- Neural Nets are the ‘Policy’
- Discrete Actions: The Simple Case
- Continuous Actions: Where Things Get Interesting
- Attempt 1: Predict a Single Value - A Deterministic Policy
- Attempt 2: Predicting a Simple Distribution (Gaussian) - A Stochastic Policy
- Attempt 3: Gaussian Mixture Model - Slightly More Expressive Stochastic Policy
- Attempt 4: Autoregressive Models: Even More Expressive Stochastic Policies
- Training Stochastic Policies with Maximum Likelihood
- Extension 2: Teacher Forcing (used exactly similarly in autoregressive language models)
- Summary: The Expressiveness Ladder
- Appendix: The Reparameterization Trick
Neural Nets are the ‘Policy’
In the case of imitation learning or behaviour cloning this can be thought of as: given expert demonstrations, can we train a neural network (a policy) to mimic those actions? This turns out to be surprisingly nuanced. The way we design the model’s outputs and loss function has a huge impact on how “expressive” the learned policy can be.

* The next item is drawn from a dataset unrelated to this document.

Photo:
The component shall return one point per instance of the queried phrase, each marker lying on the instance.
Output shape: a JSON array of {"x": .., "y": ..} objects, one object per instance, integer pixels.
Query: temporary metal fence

This post walks through the progression from naive approaches to more expressive generative policies.
Discrete Actions: The Simple Case
Consider training a network to play Pacman.
This is just a classification problem. The model outputs 4 logits (one per action), and we train with cross-entropy loss. Simple, clean, and maximally expressive i.e. the softmax output can represent any distribution over those 4 buttons.
But what happens when actions are continuous…?
Continuous Actions: Where Things Get Interesting
Now suppose we want to train a policy to estimate steering angle for a self-driving car.
Attempt 1: Predict a Single Value - A Deterministic Policy
The simplest approach: make the model output a single angle and train with L2 (MSE) loss.
The problem: mean-averaging. Imagine we collect data from four expert drivers, all in the same state:
| Robot State | Expert Driver | Action (angle $\theta$) |
|---|---|---|
| s | Driver_1 | -10° |
| s | Driver_2 | +10° |
| s | Driver_3 | -20° |
| s | Driver_4 | +20° |
With L2 loss, the model will learn to predict 0° — the mean of all expert actions.
That’s neither left nor right, which could be catastrophic if the experts were, say, swerving to avoid an obstacle.
Beyond mean-averaging, deterministic policies have a compounding error problem
- The model is trained on expert data, so it learns to predict well on states that the expert visits.
- But at test time, if the model makes a small mistake and ends up in a state that the expert never visited, it has no idea what to do
Attempt 2: Predicting a Simple Distribution (Gaussian) - A Stochastic Policy
What if instead of predicting a single value, the model outputs the parameters of a Gaussian distribution — a mean $\mu$ and variance $\sigma^2$?
- The expert data distribution for our steering example was bimodal (some drivers go left, some go right)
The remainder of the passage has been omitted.